There’s nothing more frightening than witnessing a child’s asthma attack, listening to her wheeze and cough and fight for every breath—and sharing her panic.
Fortunately, pharmaceutical advances have resulted in a whole new class of drugs that prevents or relieves asthma attack flare-ups.
But, do you want your child on drugs, with their potential short- and long-term side effects?

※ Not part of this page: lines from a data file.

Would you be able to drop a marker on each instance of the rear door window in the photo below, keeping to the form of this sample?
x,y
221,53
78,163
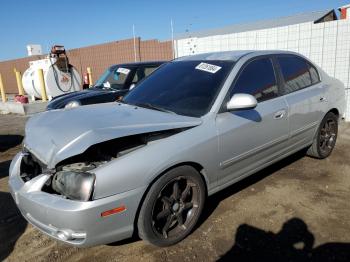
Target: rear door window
x,y
257,79
296,74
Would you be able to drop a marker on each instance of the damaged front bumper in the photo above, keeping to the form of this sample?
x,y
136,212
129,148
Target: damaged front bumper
x,y
74,222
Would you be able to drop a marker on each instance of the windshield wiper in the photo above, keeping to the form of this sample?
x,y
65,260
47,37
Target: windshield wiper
x,y
150,106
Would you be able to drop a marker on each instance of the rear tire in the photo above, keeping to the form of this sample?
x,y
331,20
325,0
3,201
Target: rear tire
x,y
172,207
325,138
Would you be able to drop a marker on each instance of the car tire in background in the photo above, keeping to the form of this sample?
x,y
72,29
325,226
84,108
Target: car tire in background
x,y
325,138
172,206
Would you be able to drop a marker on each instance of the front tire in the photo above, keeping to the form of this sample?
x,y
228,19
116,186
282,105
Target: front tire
x,y
172,207
325,137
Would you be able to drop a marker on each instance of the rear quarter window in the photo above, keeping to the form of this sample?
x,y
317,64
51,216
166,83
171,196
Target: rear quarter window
x,y
296,74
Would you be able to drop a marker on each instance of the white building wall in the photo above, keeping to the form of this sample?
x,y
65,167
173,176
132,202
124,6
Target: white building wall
x,y
326,44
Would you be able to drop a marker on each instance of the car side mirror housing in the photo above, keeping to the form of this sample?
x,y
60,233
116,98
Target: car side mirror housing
x,y
241,101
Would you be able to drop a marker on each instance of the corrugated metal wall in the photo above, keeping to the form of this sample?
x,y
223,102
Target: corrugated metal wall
x,y
327,44
98,57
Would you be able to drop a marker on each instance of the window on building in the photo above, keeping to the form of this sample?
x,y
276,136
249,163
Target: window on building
x,y
295,71
257,79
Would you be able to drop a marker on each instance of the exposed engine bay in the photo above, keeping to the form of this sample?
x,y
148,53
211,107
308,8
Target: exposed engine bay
x,y
72,178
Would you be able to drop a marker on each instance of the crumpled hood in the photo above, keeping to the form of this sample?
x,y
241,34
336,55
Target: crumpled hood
x,y
84,97
53,136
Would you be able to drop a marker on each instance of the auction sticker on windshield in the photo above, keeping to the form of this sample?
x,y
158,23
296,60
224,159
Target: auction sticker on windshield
x,y
208,68
122,70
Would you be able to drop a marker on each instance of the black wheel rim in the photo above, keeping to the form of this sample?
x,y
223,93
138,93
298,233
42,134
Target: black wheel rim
x,y
328,134
176,208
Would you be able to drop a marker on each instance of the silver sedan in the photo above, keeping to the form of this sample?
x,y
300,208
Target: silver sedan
x,y
145,165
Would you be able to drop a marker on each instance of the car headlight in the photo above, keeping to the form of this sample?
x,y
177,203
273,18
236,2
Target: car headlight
x,y
72,104
74,185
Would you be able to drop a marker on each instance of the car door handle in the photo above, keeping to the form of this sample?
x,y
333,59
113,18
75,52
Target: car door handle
x,y
279,114
323,99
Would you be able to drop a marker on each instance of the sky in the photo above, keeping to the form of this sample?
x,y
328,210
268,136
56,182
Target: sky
x,y
78,23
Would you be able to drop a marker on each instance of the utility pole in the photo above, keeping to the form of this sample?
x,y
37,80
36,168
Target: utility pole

Besides, asthma attack drugs treat the symptoms without treating the underlying condition.
Are there alternatives that can lessen an asthmatic child’s drug dependency?
Yes, say authors Steven J. Bock, Kenneth Bock, and Nancy P. Bruning.
“It is our belief that asthma attack rates continue to soar because of our increasingly toxic environment,” they write. “Our children are assaulted from every direction with indoor and outdoor air pollution, poor food, and stress.”
The cumulative toxicity makes children more susceptible to an asthma attack.
n asthma attack is one of the most common illnesses of childhood; in the United States, nearly 9 percent of children have the condition (Federal Interagency Forum on Child and Family Statistics, 2006).
The asthma attack is a chronic disorder of the airways that results from a complex interaction among genetic factors (e.g. predisposition to allergy), environmental factors (e.g. exposure to irritants, such as household cleaners, or respiratory infections), and psychological stress (Howard, Meyers, & Bleecker, 2003; Wright, Rodriguez, & Cohen, 1998).
Among children with chronic illnesses, those who suffer an asthma attack are the most common cause for school absence and hospitalization (Akinbami, 2006).
During an asthma attack, the airways become temporarily narrowed or blocked due to a spasm of the smooth muscle around the airways, inflammation, and increased mucous production.
As a parent who witnesses an asthmatic attack in a child, you suffer and wish you had a way to make it stop.
You take your child to the doctor, follow a treatment plan to the letter, and administer the prescribed drugs, yet the coughing and wheezing persist.
And then there are those frightening emergency room visits.
The daily anxiety of your child having another asthma attack has taken both an emotional and a physical toll on your child and has left you helpless to give him or her long-lasting relief.
It doesn’t have to be this way, according to Dr. Gary Rachelefsky, a leading asthma specialist who has treated thousands of children over the past thirty years.
Asthma doesn’t have to slow your child down-and with the right information and treatment options, you can help your child manage this illness.
You can start with looking at your indoor environment. Is it healthy for a child with asthma? Have you done all you can do to make the air safe for your child to breathe and avoid an asthma attack?
Have you read the labels on your household cleaners and removed those with toxic chemicals?
Recent studies on many of the ingredients commonly used in household products have concluded that these chemicals can be unsafe for asthmatics and could have long-term health consequences.
Could it be that some of these chemicals might actually be contributing to the significant rise in serious health conditions such as asthma that have occurred in recent years?
Your children are at a greater risk for chemical exposures inside the home now, more than at anytime in history.
Let’s start with the risks that chemicals in household cleaners present to children.
It’s no secret that children are highly vulnerable to chemical toxins.
Children spend a good deal of time putting things in their mouths so there is always the potential for ingestion of chemical residues.
Pound for pound, children drink more water, eat more food and breathe more air than adults.
The implication here is that children will have substantially heavier exposures than adults to toxins in water, food, or air.
And yet, so many of the popular and most trusted brands of household cleaners continue to include harsh chemicals in their formulations.
In an adult, a blood-brain barrier insulates the brain from many of the potentially harmful chemicals circulating through the body.
But in a child, that barrier isn’t fully developed so early exposures may be especially risky.
Children also have more time to develop chronic diseases triggered by early chemical exposures.
Some diseases related to environmental toxins may require decades to develop. So exposure during childhood may increase the health risks later in life, including those of an asthma attack.
Some scientists also believe that maternal exposure to toxic household chemicals during pregnancy can have developmental consequences for the fetus.
Since growth is so rapid at this time, early toxic exposures may have a significant impact on further development.
ospitals and doctors agree that more studies need to be conducted on household cleaners and the chemicals used in them that may provoke an asthma attack in children.
Until more studies are done, researchers recommend parents read the labels of their household cleaners and replace the toxic ones with non-toxic, eco-friendly, natural enzyme cleaners.